13: Pengakuan

5 3 0
                                    

“Ayah, aku gak mau dijodohkan sama Revan! Aku gak cinta sama dia! Aku benci dia!” ucap Arabella memohon kepada Antoni.

Antoni tetap diam, sedari tadi pria paruh baya itu tak mendengarkan apa yang Arabella ucapkan, ia tetap fokus pada rencananya, menjodohkan anaknya dengan seorang Revan. Arabella terus menolak, memohon agar perjodohan itu secepatnya dibatalkan, bagaimana dirinya bisa menikah dengan seorang pria yang dibencinya?

Ariska menatap Arabella yang terus menangis tersedu-sedu sambil memohon kepada sang ayah agar perjodohannya dibatalkan, melihat putrinya yang terus menangis membuat dirinya merasa sedih juga, tapi mau bagaimana lagi, Antoni sudah tetap pada keputusannya.

“Arabella, ayah cuma ingin yang terbaik untuk kamu. Memangnya apa hebatnya seorang Arvian?” tanya Antoni.

“Ayah, Vian bisa jaga Ara, dia gak ninggalin Ara seperti apa yang Revan lakukan,” jawab Arabella.
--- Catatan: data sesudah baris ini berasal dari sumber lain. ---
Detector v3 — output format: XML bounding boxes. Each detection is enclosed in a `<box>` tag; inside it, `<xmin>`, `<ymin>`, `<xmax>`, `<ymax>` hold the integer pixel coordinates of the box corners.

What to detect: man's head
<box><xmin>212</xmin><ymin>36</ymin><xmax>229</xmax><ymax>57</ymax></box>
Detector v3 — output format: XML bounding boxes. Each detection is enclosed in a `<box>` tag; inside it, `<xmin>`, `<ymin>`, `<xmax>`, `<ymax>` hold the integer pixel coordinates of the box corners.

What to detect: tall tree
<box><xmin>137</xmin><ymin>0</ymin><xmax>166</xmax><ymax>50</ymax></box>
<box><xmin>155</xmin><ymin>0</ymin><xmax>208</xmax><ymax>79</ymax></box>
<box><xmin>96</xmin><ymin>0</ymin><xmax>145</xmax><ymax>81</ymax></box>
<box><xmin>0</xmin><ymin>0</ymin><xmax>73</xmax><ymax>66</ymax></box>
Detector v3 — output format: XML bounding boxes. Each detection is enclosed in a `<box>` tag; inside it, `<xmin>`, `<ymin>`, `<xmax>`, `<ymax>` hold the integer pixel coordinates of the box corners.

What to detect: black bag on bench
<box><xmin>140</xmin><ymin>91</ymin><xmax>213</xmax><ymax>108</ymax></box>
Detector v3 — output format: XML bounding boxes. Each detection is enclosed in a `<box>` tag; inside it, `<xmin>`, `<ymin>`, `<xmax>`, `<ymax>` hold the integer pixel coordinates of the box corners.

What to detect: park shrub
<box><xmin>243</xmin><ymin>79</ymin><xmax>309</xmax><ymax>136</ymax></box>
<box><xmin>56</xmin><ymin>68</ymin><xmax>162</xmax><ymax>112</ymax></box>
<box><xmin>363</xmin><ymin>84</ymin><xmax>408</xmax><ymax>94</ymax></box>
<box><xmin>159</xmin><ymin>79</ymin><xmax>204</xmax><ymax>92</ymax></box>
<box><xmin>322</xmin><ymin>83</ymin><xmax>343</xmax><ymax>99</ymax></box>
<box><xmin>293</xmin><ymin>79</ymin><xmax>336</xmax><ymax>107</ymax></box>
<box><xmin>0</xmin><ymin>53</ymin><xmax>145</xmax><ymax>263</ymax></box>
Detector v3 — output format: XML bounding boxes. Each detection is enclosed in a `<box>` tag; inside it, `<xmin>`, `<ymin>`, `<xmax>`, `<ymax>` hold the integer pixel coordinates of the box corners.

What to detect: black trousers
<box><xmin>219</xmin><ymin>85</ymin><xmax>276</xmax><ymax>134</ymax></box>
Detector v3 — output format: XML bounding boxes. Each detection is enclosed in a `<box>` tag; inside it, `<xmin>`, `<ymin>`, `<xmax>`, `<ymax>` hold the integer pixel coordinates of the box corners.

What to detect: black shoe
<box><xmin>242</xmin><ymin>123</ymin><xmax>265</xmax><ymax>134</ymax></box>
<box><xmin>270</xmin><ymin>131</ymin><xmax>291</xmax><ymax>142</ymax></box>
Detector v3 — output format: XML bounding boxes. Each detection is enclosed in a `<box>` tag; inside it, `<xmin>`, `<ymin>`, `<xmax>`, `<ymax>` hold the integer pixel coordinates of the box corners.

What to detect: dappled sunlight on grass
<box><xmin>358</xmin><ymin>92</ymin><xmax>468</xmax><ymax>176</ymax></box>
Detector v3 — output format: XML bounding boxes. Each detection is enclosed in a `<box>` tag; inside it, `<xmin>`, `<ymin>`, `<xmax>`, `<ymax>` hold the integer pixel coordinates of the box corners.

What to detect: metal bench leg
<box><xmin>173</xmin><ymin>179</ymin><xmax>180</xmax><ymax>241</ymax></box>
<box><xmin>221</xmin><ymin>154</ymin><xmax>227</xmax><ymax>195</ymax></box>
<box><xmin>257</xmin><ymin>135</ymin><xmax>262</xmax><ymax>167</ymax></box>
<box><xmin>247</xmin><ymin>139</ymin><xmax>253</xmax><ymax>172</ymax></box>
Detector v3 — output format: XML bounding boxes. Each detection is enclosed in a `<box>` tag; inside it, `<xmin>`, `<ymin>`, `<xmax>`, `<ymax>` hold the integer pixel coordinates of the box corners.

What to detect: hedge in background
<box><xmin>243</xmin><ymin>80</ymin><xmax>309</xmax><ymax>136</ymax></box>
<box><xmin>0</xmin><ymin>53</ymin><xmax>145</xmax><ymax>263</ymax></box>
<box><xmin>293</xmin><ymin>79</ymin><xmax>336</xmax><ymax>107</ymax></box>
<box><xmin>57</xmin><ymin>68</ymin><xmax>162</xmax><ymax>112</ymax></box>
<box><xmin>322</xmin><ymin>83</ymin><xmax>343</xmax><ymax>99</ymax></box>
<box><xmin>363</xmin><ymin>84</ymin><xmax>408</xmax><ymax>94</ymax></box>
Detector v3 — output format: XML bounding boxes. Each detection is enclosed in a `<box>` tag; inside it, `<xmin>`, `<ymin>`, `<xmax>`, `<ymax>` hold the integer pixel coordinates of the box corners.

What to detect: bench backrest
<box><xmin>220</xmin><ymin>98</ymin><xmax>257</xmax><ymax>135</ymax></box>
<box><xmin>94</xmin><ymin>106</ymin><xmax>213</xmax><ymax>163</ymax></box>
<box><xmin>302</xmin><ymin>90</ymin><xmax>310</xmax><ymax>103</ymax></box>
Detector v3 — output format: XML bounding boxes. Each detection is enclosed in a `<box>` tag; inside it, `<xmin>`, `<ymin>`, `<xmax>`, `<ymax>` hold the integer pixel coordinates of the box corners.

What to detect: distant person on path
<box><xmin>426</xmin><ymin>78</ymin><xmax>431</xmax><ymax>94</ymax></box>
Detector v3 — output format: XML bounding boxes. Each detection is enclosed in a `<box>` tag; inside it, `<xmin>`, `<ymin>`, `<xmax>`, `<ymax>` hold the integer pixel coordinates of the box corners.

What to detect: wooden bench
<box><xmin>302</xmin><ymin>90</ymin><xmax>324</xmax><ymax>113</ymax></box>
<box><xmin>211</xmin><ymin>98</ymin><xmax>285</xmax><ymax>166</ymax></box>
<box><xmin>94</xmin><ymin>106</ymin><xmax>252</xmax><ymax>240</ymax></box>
“Ara tau Vian punya penyakit kulit, dan Ara menerima semua kekurangannya sama seperti Vian yang selalu menerima Ara apa adanya,” lanjutnya.

“Ayah yakin kalau Revan—”

“Orang yang nolongin Ara tujuh tahun lalu adalah Arvian dan temannya,” potong Arabella cepat.

Ariska dan Antoni terdiam, jadi anak laki-laki yang menolong Arabella saat itu adalah Arvian dan temannya?

“Kalau gitu kita temui Arvian, dan tanyakan berapa banyak uang yang dia inginkan, jadi kamu tidak perlu seperti ini karena merasa bersalah karena dia sempat terluka parah dulu,” jawab Antoni. Dirinya memang pernah mendengar bahwa salah satu anak laki-laki yang menyelamatkan Arabella terluka cukup parah, dan ia sangat yakin bahwa itu adalah Arvian.

Arabella menggeleng, ia tak mengerti apa yang sebenarnya dipikirkan ayahnya, ia tulus mencintai Arvian, ia tulus menyayangi Arvian, sama seperti perasaan Arvian kepadanya.

“Vian bukan orang yang seperti itu, ayah.”

“Ara tulus sama Vian, Ara sayang Vian,” lirih Arabella.

🖤

Arabella duduk di bangku taman, gadis itu pergi ke taman yang berada cukup jauh dari rumahnya untuk menenangkan diri, semenjak kejadian tadi siang membuat dirinya merasa sedih. Gara-gara Revan mengadu ke ayahnya bahwa dirinya dan Arvian masih sering mengobrol bersama membuat ayahnya kembali memarahinya dan menyuruhnya menjauhi Arvian. Lagi dan lagi, Revan berhasil membuat Arabella semakin membencinya, lagian kenapa juga ia harus satu sekolah dengan pria itu?

“Arabella!” Dari kejauhan tampak seorang pria melambaikan tangan ke arahnya, membuat Arabella langsung menatapnya. Tak lama kemudian, gadis itu mendengus sebal, kenapa Revan harus muncul sekarang? Benar-benar menyebalkan!

Revan mendekati Arabella, tersenyum manis kepada gadis itu, berbeda sekali dengan Arabella yang menatapnya sinis. Baru saja dirinya ingin duduk di samping gadis itu, namun tak jadi ketika mendengar apa yang Arabella katakan.

“Gue gak suka duduk sama orang yang suka php,” ucapnya membuat Revan mengurungkan niatnya.

“Aku cuma mau bilang, kalau perginya aku dulu itu ada alasannya. Kamu harus percaya sama aku, Ara. Aku benar-benar tulus sama kamu,” ucap Revan.

Arabella tak meladeni Revan, gadis itu tampak fokus dengan ponselnya.

“Arabella, kamu harus jadi milik aku,”  lanjut Revan.

“Apaan sih—”

Arabella tak sempat menyelesaikan kalimatnya, karena tiba-tiba seseorang membungkam mulutnya dari belakang, lalu membawanya pergi ke tempat yang ia sendiri tidak tau di mana.